“Was not their mistake once more bred of the life of slavery that they had been living?—a life which was always looking upon everything, except mankind, animate and inanimate—‘nature,’ as people used to call it—as one thing, and mankind as another, it was natural to people thinking in this way, that they should try to make ‘nature’ their slave, since they thought ‘nature’ was something outside them” — William Morris


Tuesday, March 8, 2011

The Mesh Is a Sensual Object


I was very surprised when I decided to flip my ecological model upside down. When I wrote The Ecological Thought I assumed that the mesh was ontologically prior (or rather, and worse, I thought it was outside of ontology altogether). Then from that emerged strange strangers.

This was nowhere near good enough a reading of Levinas, let alone the OOO I'd finally embrace a few months after that book came out.

Apropos of a forthcoming post, I now think emergent properties of anything are sensual in OOO terms. That is they are manifestations of appearance-as or appearance-for, what Harman calls the as-structure.

So strange strangers are pretty flimsy beasts if they are only emergent properties of the mesh.

At UCLA when I gave my first full on OOO talk I decided that if you upturned the five-part model of rhetoric so that you started with delivery, you would have an OOO rhetoric.

Since then I've been wondering whether the same would work for mesh.

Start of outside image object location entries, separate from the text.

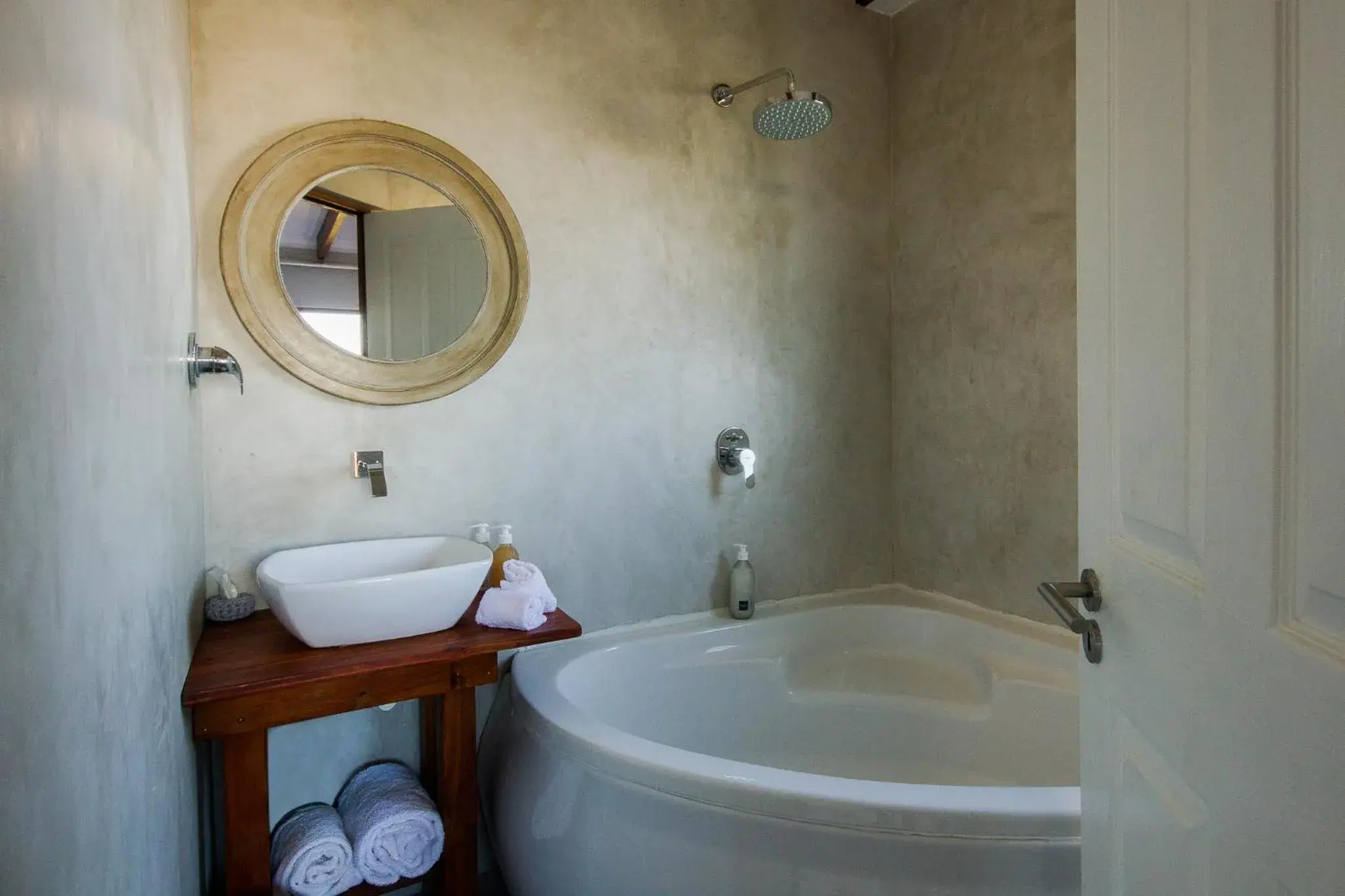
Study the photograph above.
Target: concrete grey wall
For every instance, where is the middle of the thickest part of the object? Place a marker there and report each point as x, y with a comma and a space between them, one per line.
985, 448
686, 276
100, 458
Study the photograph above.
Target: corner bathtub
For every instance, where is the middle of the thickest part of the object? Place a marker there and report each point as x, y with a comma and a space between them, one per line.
856, 744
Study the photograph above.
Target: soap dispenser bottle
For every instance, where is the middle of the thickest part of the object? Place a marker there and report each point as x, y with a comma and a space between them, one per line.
482, 534
741, 586
503, 551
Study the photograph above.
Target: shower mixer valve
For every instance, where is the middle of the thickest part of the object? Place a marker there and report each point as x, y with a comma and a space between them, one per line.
735, 454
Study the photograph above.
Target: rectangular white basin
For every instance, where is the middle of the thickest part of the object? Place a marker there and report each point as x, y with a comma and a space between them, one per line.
361, 591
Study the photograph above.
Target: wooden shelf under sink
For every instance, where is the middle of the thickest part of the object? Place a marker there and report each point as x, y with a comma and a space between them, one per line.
252, 675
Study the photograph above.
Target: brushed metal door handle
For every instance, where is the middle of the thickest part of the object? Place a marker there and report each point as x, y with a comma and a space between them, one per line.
1088, 590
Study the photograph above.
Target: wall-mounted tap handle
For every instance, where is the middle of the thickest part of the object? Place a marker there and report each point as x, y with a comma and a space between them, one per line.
369, 465
747, 459
734, 453
210, 359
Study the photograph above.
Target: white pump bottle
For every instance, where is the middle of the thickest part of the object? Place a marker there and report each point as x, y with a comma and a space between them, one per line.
741, 586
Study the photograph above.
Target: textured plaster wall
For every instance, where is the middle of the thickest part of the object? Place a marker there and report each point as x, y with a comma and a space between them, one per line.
686, 276
984, 299
100, 480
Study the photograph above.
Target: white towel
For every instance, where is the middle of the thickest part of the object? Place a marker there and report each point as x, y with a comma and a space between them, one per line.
500, 609
391, 822
311, 855
521, 575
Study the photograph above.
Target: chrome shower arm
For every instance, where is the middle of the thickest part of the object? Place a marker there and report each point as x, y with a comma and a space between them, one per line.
724, 95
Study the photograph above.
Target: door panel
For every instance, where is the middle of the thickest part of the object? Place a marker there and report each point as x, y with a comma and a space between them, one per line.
1212, 422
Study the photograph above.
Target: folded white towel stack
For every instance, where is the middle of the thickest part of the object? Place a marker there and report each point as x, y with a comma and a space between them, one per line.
521, 575
500, 609
393, 825
311, 855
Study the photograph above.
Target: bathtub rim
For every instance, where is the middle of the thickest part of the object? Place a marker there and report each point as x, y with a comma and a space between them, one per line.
931, 811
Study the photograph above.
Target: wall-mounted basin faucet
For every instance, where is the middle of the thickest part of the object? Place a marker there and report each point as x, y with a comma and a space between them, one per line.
369, 465
210, 359
734, 452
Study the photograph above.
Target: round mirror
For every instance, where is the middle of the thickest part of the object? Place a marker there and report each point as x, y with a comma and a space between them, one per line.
382, 265
374, 263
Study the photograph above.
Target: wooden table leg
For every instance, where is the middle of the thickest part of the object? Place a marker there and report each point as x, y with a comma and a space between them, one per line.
246, 816
455, 773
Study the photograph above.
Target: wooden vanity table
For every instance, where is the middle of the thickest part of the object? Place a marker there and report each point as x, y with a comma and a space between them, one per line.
250, 676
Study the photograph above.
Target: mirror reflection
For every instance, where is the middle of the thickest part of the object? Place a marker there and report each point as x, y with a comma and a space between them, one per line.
382, 265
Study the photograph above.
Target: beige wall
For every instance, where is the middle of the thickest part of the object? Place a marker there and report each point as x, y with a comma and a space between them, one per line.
100, 456
984, 299
686, 276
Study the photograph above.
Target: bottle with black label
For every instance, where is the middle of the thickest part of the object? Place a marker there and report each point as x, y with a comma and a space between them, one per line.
741, 586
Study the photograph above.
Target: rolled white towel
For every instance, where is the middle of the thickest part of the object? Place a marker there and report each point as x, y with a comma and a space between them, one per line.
311, 855
393, 825
500, 609
521, 575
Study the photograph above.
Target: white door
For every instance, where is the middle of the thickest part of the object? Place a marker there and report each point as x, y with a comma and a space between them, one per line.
426, 277
1212, 450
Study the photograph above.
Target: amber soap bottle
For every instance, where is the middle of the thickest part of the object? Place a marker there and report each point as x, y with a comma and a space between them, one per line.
503, 551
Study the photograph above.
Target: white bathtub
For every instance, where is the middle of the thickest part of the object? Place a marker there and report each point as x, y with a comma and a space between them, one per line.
856, 744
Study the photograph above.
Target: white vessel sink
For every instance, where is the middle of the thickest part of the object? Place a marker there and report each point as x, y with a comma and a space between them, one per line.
361, 591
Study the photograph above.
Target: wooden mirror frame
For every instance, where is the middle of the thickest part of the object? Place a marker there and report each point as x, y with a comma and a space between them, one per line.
249, 259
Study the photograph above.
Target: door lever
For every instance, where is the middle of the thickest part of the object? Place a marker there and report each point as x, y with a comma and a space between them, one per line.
1088, 590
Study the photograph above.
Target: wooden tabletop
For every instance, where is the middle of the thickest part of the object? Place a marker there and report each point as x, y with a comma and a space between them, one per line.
256, 654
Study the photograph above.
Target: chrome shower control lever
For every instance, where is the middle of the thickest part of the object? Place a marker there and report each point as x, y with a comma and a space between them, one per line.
747, 458
735, 454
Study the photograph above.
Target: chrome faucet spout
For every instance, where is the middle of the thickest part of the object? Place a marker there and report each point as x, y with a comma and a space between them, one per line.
369, 465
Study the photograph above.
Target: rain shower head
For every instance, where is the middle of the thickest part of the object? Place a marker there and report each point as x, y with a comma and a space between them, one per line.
791, 116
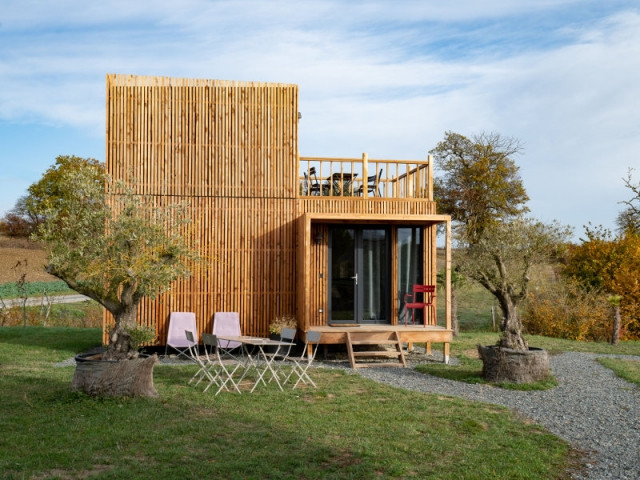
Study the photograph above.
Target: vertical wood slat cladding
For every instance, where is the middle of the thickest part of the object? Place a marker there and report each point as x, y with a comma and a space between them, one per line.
229, 149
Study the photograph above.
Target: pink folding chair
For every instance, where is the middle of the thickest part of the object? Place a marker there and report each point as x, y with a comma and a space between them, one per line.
227, 324
176, 338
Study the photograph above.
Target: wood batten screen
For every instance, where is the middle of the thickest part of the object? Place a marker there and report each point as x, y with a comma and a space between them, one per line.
229, 150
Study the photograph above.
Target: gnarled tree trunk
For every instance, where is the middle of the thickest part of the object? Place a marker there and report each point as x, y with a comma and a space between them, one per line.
98, 377
501, 364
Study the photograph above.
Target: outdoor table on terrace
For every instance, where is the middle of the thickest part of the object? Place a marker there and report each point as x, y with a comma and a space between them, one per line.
342, 182
262, 363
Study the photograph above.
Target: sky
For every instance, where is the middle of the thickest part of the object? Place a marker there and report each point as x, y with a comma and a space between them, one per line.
384, 77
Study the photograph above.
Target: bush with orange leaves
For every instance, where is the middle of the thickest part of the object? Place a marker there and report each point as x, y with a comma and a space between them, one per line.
611, 265
564, 309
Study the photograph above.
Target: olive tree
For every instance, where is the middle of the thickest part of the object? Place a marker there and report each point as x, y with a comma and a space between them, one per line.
496, 245
501, 261
108, 243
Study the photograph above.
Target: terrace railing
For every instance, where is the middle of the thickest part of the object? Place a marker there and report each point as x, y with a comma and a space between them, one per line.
365, 178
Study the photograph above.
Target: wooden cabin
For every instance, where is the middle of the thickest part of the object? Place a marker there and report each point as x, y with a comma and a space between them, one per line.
337, 242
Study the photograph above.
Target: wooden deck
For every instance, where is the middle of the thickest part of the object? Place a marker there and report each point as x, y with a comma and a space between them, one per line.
389, 337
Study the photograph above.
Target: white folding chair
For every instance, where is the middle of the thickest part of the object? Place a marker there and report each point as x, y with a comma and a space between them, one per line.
176, 339
227, 324
221, 373
302, 364
281, 354
203, 371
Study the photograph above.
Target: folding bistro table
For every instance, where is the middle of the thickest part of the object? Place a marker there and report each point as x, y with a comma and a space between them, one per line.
263, 362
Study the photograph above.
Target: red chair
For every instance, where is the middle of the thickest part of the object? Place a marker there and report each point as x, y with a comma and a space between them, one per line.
428, 300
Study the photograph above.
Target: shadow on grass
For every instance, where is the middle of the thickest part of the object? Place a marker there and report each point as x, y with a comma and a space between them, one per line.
71, 339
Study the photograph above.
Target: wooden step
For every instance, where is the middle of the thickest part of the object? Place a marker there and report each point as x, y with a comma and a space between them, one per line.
365, 338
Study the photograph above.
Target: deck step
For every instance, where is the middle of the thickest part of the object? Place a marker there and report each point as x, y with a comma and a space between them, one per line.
376, 365
365, 339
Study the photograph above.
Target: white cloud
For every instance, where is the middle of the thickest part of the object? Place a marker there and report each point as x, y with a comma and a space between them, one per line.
386, 78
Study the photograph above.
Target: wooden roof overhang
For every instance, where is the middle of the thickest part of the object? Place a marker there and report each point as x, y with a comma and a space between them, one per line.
304, 245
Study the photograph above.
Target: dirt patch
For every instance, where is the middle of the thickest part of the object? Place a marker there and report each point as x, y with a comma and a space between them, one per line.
17, 250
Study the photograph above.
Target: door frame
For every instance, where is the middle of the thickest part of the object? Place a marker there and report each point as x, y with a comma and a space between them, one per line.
359, 277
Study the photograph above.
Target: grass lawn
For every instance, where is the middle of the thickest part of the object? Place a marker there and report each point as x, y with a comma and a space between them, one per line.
349, 427
627, 369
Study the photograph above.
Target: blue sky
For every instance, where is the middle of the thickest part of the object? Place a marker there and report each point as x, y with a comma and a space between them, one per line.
383, 77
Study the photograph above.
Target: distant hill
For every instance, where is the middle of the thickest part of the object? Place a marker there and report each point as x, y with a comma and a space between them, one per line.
14, 250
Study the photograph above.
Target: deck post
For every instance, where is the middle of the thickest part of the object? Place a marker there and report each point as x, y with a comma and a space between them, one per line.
365, 175
447, 276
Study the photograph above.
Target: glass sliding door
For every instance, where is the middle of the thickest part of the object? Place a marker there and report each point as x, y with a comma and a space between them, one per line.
375, 276
359, 283
343, 275
409, 266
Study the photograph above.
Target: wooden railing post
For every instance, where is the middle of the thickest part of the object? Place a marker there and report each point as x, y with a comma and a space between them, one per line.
365, 175
430, 177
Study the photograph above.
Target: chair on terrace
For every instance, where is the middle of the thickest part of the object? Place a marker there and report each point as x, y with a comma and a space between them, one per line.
315, 188
412, 302
373, 184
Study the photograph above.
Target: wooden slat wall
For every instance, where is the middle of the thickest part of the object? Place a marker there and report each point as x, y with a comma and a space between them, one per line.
229, 149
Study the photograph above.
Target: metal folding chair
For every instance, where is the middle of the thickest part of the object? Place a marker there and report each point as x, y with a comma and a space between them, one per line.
281, 354
412, 302
178, 323
302, 364
228, 324
220, 373
203, 371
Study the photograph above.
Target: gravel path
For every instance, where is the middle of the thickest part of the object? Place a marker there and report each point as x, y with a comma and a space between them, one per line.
592, 408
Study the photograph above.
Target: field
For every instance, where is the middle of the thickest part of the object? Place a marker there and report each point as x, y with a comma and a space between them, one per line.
348, 427
31, 258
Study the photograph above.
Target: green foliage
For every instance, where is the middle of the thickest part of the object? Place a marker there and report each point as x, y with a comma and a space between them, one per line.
501, 261
10, 289
20, 221
481, 186
104, 240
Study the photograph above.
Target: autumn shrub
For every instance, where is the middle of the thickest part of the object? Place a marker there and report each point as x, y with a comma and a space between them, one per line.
563, 309
611, 264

Having thought it through for two months I'm convinced that it works. Actual entities are strange strangers, expanding my ET language to include non-life.

And relations between them constitute the mesh.

This mesh is pretty darn "real" if by that you mean "involving interactions that don't require some third person 'observer'."

DNA's relation to RNA for instance is a sensual object. Part of the mesh.

The machinery of evolution ontologically sits on top of the strange strangers! The mesh is te emergent feature!

I'm not sure this means as much to anyone else as it does to me, yet. But it sure explains a heck of a lot of things. We don't have to keep positing prequels to the drama of life for instance. The temporal "trace structure" is an emergent property of objects. And so on and so on.

You heard it here first. This is so important to me and I trust my readers to think it through with me.

1 comment:

Michael- said...

i'm along for the ride Tim... Let's see where you can take it!